The dataset is divided into train, validation, and test, each of which has information such as text and label.

The dataset can be treated as a DataFrame by setting the format to pandas.

dataset.set_format(type="pandas")
train_df = dataset["train"][:]

>> train_df.head(5)

|     | text                                              | label |
| --- | ------------------------------------------------- | ----- |
| 0   | i didnt feel humiliated                           | 0     |
| 1   | i can go from feeling so hopeless to so damned... | 0     |
| 2   | im grabbing a minute to post i feel greedy wrong  | 3     |
| 3   | i am ever feeling nostalgic about the fireplac... | 2     |
| 4   | i am feeling grouchy                              | 3     |

Check the breakdown of label.

>> train_df.value_counts(["label"])

label
1        5362
0        4666
3        2159
4        1937
2        1304
5         572
dtype: int64

We can see that there are six different labels. The meaning of each label can be checked using features.

>> dataset["train"].features

{'text': Value(dtype='string', id=None),
 'label': ClassLabel(names=['sadness', 'joy', 'love', 'anger', 'fear', 'surprise'], id=None)}

The label is a ClassLabel class and seems to be assigned as follows.

0: sadness
1: joy
2: love
3: anger
4: fear
5: surprise

The method int2str() of the ClassLabel class can be used to create a new column in the DataFrame corresponding to the label name.

def label_int2str(x):
	return dataset["train"].features["label"].int2str(x)

train_df["label_name"] = train_df["label"].apply(label_int2str)

>> train_df.head()

|     | text                                              | label | label_name |
| --- | ------------------------------------------------- | ----- | ---------- |
| 0   | i didnt feel humiliated                           | 0     | sadness    |
| 1   | i can go from feeling so hopeless to so damned... | 0     | sadness    |
| 2   | im grabbing a minute to post i feel greedy wrong  | 3     | anger      |
| 3   | i am ever feeling nostalgic about the fireplac... | 2     | love       |
| 4   | i am feeling grouchy                              | 3     | anger      |

Finally, restore the formatting that was done to the DataFrame.

dataset.reset_format()

Get a Tokenizer

Hugging Face provides a convenient AutoTokenizer class that allows you to quickly load a Tokenizer associated with a pre-trained model.

The Tokenizer can be loaded simply by calling the from_pretrained() method with the ID of the model on the Hub or a local file path. In this case, we will load distilbert-base-uncased, which is the Tokenizer for DistilBERT.

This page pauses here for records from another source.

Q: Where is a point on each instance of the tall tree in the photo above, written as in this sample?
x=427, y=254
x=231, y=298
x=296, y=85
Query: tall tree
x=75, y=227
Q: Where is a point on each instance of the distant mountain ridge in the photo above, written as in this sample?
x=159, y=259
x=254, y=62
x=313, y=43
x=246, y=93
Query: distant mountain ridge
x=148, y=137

from transformers import AutoTokenizer

model_ckpt = "distilbert-base-uncased"
tokenizer = AutoTokenizer.from_pretrained(model_ckpt)

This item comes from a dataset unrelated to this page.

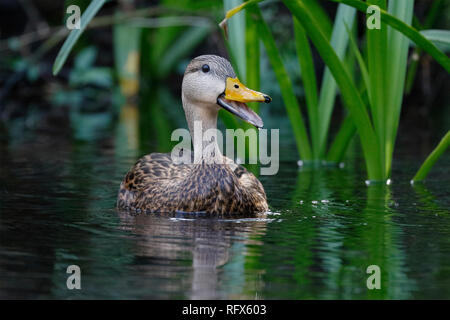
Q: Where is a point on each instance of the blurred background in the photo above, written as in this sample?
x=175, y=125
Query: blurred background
x=127, y=69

Prepare a sample text and run Tokenizer.

sample_text = "\
DistilBERT is a small, fast, cheap and light Transformer model based on the BERT architecture. \
Knowledge distillation is performed during the pre-training step to reduce the size of a BERT model by 40% \
"

The result of Tokenizer is as follows.

sample_text_encoded = tokenizer(sample_text)
print(sample_text_encoded)

{'input_ids': [101, 4487, ..., 1003, 102], 'attention_mask': [1, 1, ..., 1, 1]}

The text encoded by the Tokenizer contains input_ids and attention_mask.

input_ids is a numeric-encoded token.

attention_mask is a mask to determine if the token is valid for later models. Invalid tokens, such as [PAD], are processed with attention_mask set to 0.

The convert_ids_to_tokens() method can be used to obtain a token string.

tokens = tokenizer.convert_ids_to_tokens(sample_text_encoded.input_ids)
print(tokens)

['[CLS]', 'di', '##sti', '##lbert', 'is', 'a', 'small', ',', 'fast', ',', 'cheap', 'and', 'light', 'transform', '##er', 'model', 'based', 'on', 'the', 'bert', 'architecture', '.', 'knowledge', 'di', '##sti', '##llation', 'is', 'performed', 'during', 'the', 'pre', '-', 'training', 'step', 'to', 'reduce', 'the', 'size', 'of', 'a', 'bert', 'model', 'by', '40', '%', '[SEP]']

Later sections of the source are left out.